出産
出産
私の遅刻癖は年季が入っている。遅刻を遅刻と思わない所だ。出産の日が近づき、病院のパンフを読み、持参する物を準備しておいた。これは妻がした事で、私がした事は病院が朝9時に始まり、夜間は費用が高くつくと認識したことだ。陣痛は深夜0時に始まった。私は夜間は高くつくので朝まで我慢をしてくれといって、夜どうし妻を抱きかかえていた。そして朝9時に着くように20分前に自転車の荷台に座布団を敷いて妻を乗せて出発した。病院に着くと、用意した物の中にバスタオルが無いと言われた。バスタオルが要るとどこに書いてあるのだと口論したが、そんな場合ではない。私は全速力で往復した。

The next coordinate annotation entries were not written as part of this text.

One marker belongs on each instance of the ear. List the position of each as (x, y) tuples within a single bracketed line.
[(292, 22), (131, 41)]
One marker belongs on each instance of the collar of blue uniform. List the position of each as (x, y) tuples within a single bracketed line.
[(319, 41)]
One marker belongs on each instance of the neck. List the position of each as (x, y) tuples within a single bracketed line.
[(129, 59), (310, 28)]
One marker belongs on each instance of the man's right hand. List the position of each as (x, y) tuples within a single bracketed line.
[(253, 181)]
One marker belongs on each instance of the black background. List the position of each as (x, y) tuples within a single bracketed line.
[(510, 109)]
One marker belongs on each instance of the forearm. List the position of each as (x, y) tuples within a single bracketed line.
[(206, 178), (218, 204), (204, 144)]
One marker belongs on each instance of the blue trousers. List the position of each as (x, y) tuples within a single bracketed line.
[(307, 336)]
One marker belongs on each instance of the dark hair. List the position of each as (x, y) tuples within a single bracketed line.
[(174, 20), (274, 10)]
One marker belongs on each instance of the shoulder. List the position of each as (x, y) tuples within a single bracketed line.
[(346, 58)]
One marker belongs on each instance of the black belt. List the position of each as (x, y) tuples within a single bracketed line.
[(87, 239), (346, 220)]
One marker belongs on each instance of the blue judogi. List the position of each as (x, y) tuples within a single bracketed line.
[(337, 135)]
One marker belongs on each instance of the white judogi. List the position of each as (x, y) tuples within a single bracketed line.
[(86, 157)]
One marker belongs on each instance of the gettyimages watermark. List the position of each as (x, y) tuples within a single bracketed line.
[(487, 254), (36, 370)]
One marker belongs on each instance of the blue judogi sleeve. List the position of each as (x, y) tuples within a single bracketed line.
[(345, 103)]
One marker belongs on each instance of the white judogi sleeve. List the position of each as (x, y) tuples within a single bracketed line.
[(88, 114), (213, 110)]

バスタオルは必要で無かった。既に長女を出産して、病院のバスタオルを使用していたからだ。深夜料金もタクシー代も節約して最も短時間出産であった。
<なあ~んや、出産って簡単なもんや>と私は思いました。しかし、これは立派な遅刻であった。妻は私に任せていたら大変なことになると思ったに違いない。その思いは、その後も繰り返す遅刻の中で、消えない沈殿物となって行ったと思う。
長女が言葉を憶えたての頃、風船が破裂するのを見て、「フーセンがビックリした」と名言を発した。そのうち、この沈殿物もビックリするのである。
3年後の長男の出産は福井市の実家の方で行った。安全を見て早くから長女を連れて行き、出産後も1ヶ月程帰って来なかった。約3ヶ月の間、1度も見に行くことも電話を掛けることもしなかった。付き添いのお母さんと2人の子供を連れて大阪に戻った妻に、冷たい男だとこっぴどく叱られた。これも遅刻の変形であった。